In the absence of a player in that mould, the unexpected proliferation of options – not just fit but in form – is a very welcome surprise. All of Ola Aina, Tyronne Ebuehi and Kingsley Ehizibue are playing at solid levels in terms of performance, and all bring different strengths to the table.
Of the lot, Aina is the most versatile, capable of playing not just at right-back, but at left-back and in midfield as well. Technically, he is also the most accomplished, and has displayed an impressive range of passing at Fulham, where he is on loan from Torino.
The Chelsea youth product has mostly been used on the right of a back three at Craven Cottage, however.
From that position, he progresses the ball cleanly, either out to the wing-back on his side, or by playing extravagant switches to the opposite flank. Aina also carries the ball forward when in space, and is often encouraged to make off-the-ball runs into the channel inside the right wing-back, either to offer support to the man in possession or to whip in angled deliveries.
Unlike the other two, Aina has consistently been a part of Super Eagles squads for the past two years. He has, however, struggled to win Rohr’s trust definitively, in part due to his occasional levity and lapses in concentration.
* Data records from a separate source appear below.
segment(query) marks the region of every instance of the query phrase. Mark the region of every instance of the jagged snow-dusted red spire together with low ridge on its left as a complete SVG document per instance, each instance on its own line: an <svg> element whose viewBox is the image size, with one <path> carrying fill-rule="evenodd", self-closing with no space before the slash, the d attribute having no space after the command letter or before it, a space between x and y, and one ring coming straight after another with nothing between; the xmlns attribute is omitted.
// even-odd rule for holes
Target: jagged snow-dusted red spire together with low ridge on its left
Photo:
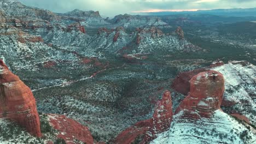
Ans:
<svg viewBox="0 0 256 144"><path fill-rule="evenodd" d="M138 122L127 128L112 143L148 143L156 138L156 134L167 131L171 122L172 98L171 93L165 91L162 99L156 104L153 118Z"/></svg>

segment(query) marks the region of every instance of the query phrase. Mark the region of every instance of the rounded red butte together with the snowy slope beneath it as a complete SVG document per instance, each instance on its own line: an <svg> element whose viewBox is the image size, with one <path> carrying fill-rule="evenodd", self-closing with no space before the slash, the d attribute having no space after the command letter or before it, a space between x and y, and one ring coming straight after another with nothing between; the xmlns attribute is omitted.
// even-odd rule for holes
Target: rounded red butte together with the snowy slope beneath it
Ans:
<svg viewBox="0 0 256 144"><path fill-rule="evenodd" d="M173 115L170 130L150 143L253 143L253 128L220 109L223 94L221 73L207 70L193 76L190 92Z"/></svg>

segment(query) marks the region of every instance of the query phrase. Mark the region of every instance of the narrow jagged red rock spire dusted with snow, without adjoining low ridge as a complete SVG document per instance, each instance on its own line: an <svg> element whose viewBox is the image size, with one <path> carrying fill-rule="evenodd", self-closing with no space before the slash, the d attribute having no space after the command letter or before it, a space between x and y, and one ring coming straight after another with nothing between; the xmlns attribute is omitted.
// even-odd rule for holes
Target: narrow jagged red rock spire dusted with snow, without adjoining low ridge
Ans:
<svg viewBox="0 0 256 144"><path fill-rule="evenodd" d="M153 118L150 120L150 128L144 140L152 141L156 134L167 131L172 122L172 97L169 91L165 91L162 99L158 101Z"/></svg>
Ebuehi inhabits the other side of that coin: there is evidence that Rohr trusts him, but a nightmare two-year period, during which he was held back by injury, has kept him out of the national team picture for much of the German’s time at the helm.
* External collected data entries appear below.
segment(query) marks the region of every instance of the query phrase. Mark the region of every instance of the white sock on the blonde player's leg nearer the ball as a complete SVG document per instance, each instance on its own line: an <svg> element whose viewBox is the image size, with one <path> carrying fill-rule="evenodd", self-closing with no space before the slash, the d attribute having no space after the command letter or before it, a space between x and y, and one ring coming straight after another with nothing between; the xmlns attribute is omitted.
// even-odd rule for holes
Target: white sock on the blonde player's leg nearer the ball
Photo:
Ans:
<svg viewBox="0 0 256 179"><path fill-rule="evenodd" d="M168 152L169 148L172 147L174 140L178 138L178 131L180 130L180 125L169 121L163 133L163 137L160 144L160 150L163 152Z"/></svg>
The Dutch-born full-back burst onto the scene on the eve of the 2018 World Cup, and made such a profound impact that he made the squad to Russia. On loan at Twente this season, he finally appears to have put his injury hell behind him, and has been one of the more impressive performers for the European chasers.
Ebuehi’s goal at the weekend – his first of the season – helped the Enschede-based club to a deserved draw against Feyenoord. The performance as a whole though perfectly summed him up as a player: he is tidy in possession (his 83 percent pass-completion rate for the season eclipses the other two), clean in his process and decision-making, and capable of getting forward when the occasion requires. In a word: balanced.
He is less explosive than the other two, but is the most positionally astute and can most handle himself defensively. He will overlap, but will not do so willy-nilly.
Ehizibue is very much of an attacking slant, and is minded to bomb forward.
The Koln man seemed to have fallen out of favour with the Billy Goats between mid-October and early January, but has reasserted himself to aid the club’s fight against relegation.
A notable plus for the 25-year-old is his elite-level speed – back in May 2020, he was clocked at 35.85km/hr, the third-fastest sprint time in Bundesliga history.
Perhaps as a consequence of having played as a winger earlier in his career, his defensive instincts are not quite as sharp as Ebuehi’s or Aina’s: he is an attacking threat first and foremost, and the best crosser of the three with 0.5 crosses attempted per 90 and a 29 percent success rate, both higher than the other two have managed this term.
Not to say he is a poor defender, of course; just that he is perhaps not as positionally reliable, and spends less time mucking about with defensive duties.
Which of the three Rohr elects to go with would depend a great deal on who is playing ahead of them on the right of the attack.
If, as has been the case in recent times, Chukwueze remains first-choice, that would seem to favour either Ebuehi or Ehizibue more. The Villarreal man is not the most conscientious when it comes to fulfilling his defensive responsibilities, and so it would be important to select a right-back who can hold his own without needing support.
However, who he picks is perhaps of secondary importance. More pertinently, for the first time since he took charge of the national team, Rohr has enough options to choose from that he can afford to think in tactical terms. That, in itself, is a clear win.